Sakana 小组件集成

Contents

HLT: Lifecycle and Wage Decomposition

HLT: Lifecycle and Wage Decomposition

APC panel and life cycle

The Mincer earnings function , which was discussed earlier, examines the relationship between returns on human capital investment. 1

$$ ln(w)=\alpha_0+\beta_ss+\beta_0\exp+\beta_1\exp^2+\gamma X_i+\varepsilon$$

$s$ represents the level of education, $exp$ represents the level of work experience, and $X_i$ denotes other control variables.

Here, it is assumed that the returns to education are linear and the returns to work experience are nonlinear for the logarithmized wages. Heckman et al. (2006) empirically tested this assumption in their related research 2.

Even if we don’t discuss the specific form of the equation, such a decomposition of variables is certainly insufficient.

As the famous bread hunter DIO once said——

“JOJO, in the brief span of a human life, I have discovered… The more one plays with schemes, the more limited one finds the capabilities of humanity to be…” Indeed! Human lifespan and physical stages are points we cannot ignore! Once we delve into labor economics, we cannot avoid discussing human age and condition.
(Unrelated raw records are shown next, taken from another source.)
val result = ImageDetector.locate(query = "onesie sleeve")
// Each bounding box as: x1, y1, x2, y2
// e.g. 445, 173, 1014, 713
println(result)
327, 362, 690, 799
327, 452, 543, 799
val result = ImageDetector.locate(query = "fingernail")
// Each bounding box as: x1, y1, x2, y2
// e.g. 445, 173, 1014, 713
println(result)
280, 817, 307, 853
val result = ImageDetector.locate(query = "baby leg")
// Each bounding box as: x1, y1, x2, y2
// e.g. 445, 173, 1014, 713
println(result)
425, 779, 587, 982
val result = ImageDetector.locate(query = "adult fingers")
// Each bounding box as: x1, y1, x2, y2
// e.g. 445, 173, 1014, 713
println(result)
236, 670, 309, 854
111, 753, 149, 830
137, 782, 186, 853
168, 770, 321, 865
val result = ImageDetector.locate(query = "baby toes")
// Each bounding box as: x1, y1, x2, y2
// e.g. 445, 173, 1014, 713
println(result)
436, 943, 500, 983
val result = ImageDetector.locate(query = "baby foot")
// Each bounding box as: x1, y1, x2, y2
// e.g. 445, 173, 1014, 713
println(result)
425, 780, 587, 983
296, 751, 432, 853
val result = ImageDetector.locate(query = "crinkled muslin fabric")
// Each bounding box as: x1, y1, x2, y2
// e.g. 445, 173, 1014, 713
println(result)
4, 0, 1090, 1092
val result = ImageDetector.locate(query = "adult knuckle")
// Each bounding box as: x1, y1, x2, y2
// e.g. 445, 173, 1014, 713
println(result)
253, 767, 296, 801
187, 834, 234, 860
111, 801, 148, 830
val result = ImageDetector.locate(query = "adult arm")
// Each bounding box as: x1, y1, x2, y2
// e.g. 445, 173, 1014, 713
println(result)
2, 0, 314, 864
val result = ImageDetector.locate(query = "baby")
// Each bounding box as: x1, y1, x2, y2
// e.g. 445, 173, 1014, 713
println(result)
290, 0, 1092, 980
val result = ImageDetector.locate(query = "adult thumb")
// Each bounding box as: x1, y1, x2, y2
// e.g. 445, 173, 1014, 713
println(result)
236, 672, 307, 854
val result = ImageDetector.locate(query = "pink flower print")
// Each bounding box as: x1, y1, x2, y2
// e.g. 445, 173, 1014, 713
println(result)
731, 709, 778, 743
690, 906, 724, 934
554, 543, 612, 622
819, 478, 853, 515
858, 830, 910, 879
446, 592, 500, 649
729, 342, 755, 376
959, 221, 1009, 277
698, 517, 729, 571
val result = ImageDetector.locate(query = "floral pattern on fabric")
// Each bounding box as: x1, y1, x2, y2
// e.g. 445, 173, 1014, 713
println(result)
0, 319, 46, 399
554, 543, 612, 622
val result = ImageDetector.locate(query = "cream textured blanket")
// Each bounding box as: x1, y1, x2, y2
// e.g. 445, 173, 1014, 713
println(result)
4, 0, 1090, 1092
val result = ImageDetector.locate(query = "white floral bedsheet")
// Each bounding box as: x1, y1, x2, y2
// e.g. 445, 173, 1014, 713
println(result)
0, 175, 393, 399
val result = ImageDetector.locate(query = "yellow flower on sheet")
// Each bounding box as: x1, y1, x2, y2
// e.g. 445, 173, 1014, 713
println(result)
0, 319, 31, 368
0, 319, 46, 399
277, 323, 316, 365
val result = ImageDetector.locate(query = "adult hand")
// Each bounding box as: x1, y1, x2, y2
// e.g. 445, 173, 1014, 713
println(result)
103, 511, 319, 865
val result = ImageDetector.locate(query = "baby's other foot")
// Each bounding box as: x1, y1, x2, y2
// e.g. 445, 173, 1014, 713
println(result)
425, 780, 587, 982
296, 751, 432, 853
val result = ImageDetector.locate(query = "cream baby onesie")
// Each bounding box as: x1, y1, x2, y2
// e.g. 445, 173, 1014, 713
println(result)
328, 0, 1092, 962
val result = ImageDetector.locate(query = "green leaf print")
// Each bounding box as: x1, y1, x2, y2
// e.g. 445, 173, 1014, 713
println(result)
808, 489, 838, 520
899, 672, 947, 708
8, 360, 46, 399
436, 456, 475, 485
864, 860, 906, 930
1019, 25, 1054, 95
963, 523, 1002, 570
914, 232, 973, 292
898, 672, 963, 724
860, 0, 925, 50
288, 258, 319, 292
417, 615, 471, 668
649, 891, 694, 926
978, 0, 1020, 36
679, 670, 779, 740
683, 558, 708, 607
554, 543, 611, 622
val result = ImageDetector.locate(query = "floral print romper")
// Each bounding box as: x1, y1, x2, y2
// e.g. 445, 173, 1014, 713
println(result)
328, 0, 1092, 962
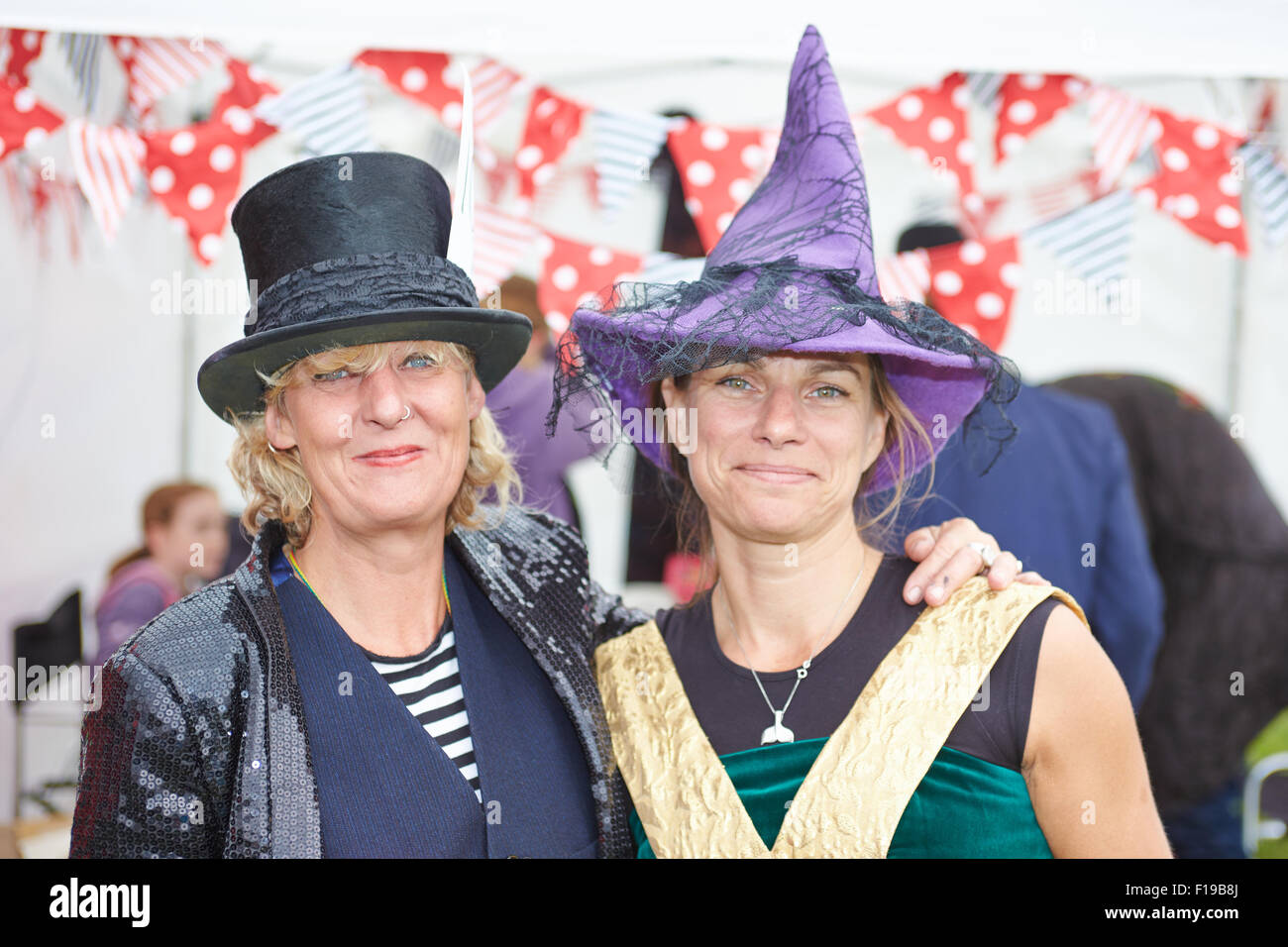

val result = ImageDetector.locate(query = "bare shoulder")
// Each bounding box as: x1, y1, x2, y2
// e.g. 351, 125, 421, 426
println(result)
1024, 603, 1134, 767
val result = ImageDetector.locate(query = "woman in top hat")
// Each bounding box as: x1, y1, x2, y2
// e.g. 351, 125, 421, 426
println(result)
72, 146, 1010, 857
561, 27, 1169, 857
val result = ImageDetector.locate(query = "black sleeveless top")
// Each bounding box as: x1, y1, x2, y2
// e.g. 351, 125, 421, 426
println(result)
657, 556, 1059, 771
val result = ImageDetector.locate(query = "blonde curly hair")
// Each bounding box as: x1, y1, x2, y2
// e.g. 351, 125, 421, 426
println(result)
228, 342, 523, 549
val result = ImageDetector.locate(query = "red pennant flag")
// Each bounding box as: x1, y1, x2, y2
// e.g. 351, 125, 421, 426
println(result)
0, 80, 63, 158
927, 237, 1022, 351
355, 49, 461, 130
993, 72, 1087, 162
210, 59, 278, 151
514, 86, 587, 200
0, 30, 46, 85
667, 121, 777, 253
868, 72, 983, 214
537, 233, 644, 340
1137, 108, 1248, 256
143, 120, 247, 266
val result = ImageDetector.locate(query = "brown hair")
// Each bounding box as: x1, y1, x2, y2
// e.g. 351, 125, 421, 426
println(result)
228, 342, 523, 549
107, 480, 215, 581
652, 355, 935, 598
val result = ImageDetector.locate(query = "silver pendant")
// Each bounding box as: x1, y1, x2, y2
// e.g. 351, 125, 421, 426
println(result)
760, 710, 796, 746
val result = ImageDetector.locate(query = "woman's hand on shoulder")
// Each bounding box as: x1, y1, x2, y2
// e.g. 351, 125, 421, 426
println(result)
903, 517, 1051, 605
1022, 604, 1171, 858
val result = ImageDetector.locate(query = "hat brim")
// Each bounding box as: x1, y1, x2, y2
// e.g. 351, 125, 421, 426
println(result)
197, 307, 532, 420
572, 273, 988, 493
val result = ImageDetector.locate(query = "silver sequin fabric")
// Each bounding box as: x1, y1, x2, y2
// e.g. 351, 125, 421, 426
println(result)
71, 507, 648, 858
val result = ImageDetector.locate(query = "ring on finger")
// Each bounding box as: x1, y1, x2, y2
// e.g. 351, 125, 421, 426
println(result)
966, 543, 997, 576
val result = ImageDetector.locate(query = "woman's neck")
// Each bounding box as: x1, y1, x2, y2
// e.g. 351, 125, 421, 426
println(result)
711, 520, 883, 672
283, 518, 447, 657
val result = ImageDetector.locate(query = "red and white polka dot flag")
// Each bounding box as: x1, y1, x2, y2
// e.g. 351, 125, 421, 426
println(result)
867, 72, 983, 214
993, 72, 1089, 162
667, 121, 778, 253
143, 120, 242, 265
0, 80, 63, 158
514, 86, 587, 200
537, 233, 644, 339
1137, 108, 1248, 256
355, 49, 461, 132
0, 29, 46, 86
210, 59, 279, 151
926, 236, 1024, 351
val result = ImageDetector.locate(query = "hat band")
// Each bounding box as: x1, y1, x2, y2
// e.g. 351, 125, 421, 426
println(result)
246, 250, 480, 336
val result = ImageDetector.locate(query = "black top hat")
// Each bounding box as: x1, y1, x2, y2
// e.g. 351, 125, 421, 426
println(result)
197, 152, 532, 420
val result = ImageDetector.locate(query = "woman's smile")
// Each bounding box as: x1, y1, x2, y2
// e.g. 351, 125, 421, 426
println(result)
355, 445, 425, 467
734, 464, 814, 485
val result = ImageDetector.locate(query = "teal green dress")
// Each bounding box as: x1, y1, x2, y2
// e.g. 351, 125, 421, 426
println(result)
630, 738, 1053, 858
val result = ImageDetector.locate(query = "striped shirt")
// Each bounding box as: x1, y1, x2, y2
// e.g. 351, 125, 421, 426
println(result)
364, 613, 483, 802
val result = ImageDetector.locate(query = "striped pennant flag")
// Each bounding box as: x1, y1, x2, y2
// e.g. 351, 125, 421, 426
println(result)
1237, 141, 1288, 248
1090, 85, 1162, 192
471, 59, 527, 136
966, 72, 1006, 112
1024, 189, 1134, 287
67, 119, 146, 243
58, 34, 103, 112
877, 249, 930, 303
471, 201, 540, 296
591, 110, 677, 219
1024, 169, 1097, 222
112, 36, 228, 120
255, 63, 376, 155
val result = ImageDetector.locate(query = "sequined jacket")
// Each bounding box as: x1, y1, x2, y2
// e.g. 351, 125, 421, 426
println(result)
71, 507, 647, 858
/img/HLT生命周期与工资分解.zh-cn-20240523124553835.webp
Bread Hunter——DIO

Firstly, let’s consider the lifecycle. Even if individuals have the same education level and work experience, or even higher, the rate of return on education varies with age. Here, we estimate parameters that are age and time-related. Moreover, the historical context in which each individual exists also influences wage earnings. For instance, movements like “going to the countryside” and “reform and opening up” deeply affected specific cohorts. Here, we estimate parameters (usually categorized by birth year) that are related to individual cohorts and time. Additionally, time effects (including economic cycles and linear growth, such as wage inflation) are also related to time! All these parameters are time-dependent! Decomposing them in the econometric equation becomes a significant challenge. Hence, we have the following extended and flexible Mincer equation.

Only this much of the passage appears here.